Week four was rough. Our baby starfish got her shots and was cranky but thank God for golf because the US open closed my school down and I had a week off to tend to our girl and house........then the diseases found me. Hello head cold, drainage, headache, fatigue and coughing. Not exactly how I wanted to spend my week off but I'd rather be sick on my week off so I can recover than in class dying haha. Just as I thought this week couldn't be anymore trying my phone rings and moms visitation start this week after dad's visitations. That's a total of 4 hours at the deli for visitations. I pack the the diaper bag, grab a blanket, pack up my books to study while I am there and we head to walmart to get her birthday cake and then off to the visitations we go. This time I was running a little behind so I didn't have time to let the questions circle in my mind. As we waited my fellow foster momma and I shared our anxiousness and then we see mom come around the corner.....

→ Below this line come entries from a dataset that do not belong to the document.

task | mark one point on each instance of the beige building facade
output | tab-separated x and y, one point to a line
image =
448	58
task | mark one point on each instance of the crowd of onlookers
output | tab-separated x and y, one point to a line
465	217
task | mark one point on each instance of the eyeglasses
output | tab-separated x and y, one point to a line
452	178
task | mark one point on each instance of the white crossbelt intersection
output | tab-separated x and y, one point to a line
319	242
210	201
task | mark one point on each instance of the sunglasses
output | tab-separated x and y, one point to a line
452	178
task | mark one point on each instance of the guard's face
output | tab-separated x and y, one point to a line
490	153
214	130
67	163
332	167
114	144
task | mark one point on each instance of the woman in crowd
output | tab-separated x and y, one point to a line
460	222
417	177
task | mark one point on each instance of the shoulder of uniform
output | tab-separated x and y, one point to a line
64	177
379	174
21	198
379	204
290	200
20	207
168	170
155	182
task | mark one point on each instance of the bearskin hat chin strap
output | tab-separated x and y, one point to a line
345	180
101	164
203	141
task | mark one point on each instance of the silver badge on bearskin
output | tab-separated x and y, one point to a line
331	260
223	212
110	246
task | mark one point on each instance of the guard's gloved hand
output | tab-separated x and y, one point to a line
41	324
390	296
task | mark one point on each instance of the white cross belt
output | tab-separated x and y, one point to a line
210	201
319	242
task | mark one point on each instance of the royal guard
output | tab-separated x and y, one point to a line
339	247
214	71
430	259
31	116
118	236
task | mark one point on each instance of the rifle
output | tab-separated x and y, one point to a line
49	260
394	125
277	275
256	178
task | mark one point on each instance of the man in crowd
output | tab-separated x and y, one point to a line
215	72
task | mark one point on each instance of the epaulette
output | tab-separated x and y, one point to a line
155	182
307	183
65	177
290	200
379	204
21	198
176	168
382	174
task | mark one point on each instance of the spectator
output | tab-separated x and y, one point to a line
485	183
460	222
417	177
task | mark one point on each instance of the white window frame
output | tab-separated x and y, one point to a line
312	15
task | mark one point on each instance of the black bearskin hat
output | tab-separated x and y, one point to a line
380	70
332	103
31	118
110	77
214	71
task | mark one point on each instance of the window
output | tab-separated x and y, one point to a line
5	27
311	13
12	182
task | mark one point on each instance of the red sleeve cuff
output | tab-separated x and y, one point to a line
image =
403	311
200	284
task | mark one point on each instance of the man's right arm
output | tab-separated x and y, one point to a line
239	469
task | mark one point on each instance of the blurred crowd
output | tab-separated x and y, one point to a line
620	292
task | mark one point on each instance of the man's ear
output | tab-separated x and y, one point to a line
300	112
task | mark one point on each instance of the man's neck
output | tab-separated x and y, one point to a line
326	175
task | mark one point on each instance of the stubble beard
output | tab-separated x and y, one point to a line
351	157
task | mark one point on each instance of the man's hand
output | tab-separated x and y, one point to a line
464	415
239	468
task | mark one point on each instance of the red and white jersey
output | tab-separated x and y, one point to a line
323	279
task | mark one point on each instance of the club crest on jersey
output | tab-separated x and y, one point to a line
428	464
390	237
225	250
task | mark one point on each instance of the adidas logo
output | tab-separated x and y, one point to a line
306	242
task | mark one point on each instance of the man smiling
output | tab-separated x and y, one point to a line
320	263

She ran to her son picked him up and cried as she held him and reached for her oldest daughter. Our baby starfish didn't know what to think. Hell I didn't know want to think or do. So I did nothing. I watched a heart broken mother filled with joy as she held her son in her arms. I watched my daughter shy away from her mother and reach for me, I watched a little girl twirl around with her sister and share her moms phone to watch a video. I watched the mother of our daughter cut her 1st birthday cake as she smashed her little fingers all in the cake and her sister tried to lick the cake. I held my daughter as she said goodbye to her mother and her mother cried, I rubbed my daughters mothers back and told her it was going to be okay. I held my fellow foster Momma as we cried while holding her son who was crying out and reaching for his mother as she walked away. I waited for a dad to show up who never came. My heart broke that day. It broke for a mother who missed her children, two little girls who didn't seem to be fazed by meeting their mom, a little boy who cried out for his mother as she left, a foster mom who's heart broke watching it happen and for three amazing children who's dad didn't come. I cried myself home that day and again in the shower to wash the heartache away......Our daughter has two Moms. One who loves her from afar and one who loves her closely.
This last month has been nothing shy of an amazingly beautiful heart breaking journey. We know she may not be with us forever and loving someone else's child who, can be taken from you at any moment is not for the faint of heart but from the moment she came into our home she was our daughter. When I look at her and think about how amazing she is I can't imagine our lives without her. It scares me more to think of where she might be if God hadn't put us on this path than to not fully love her for the sake of a broken heart. We will gladly take the heartache so she doesn't have to. She is our daughter today, tomorrow and forever! No matter where her life takes her she will always have a piece of our heart.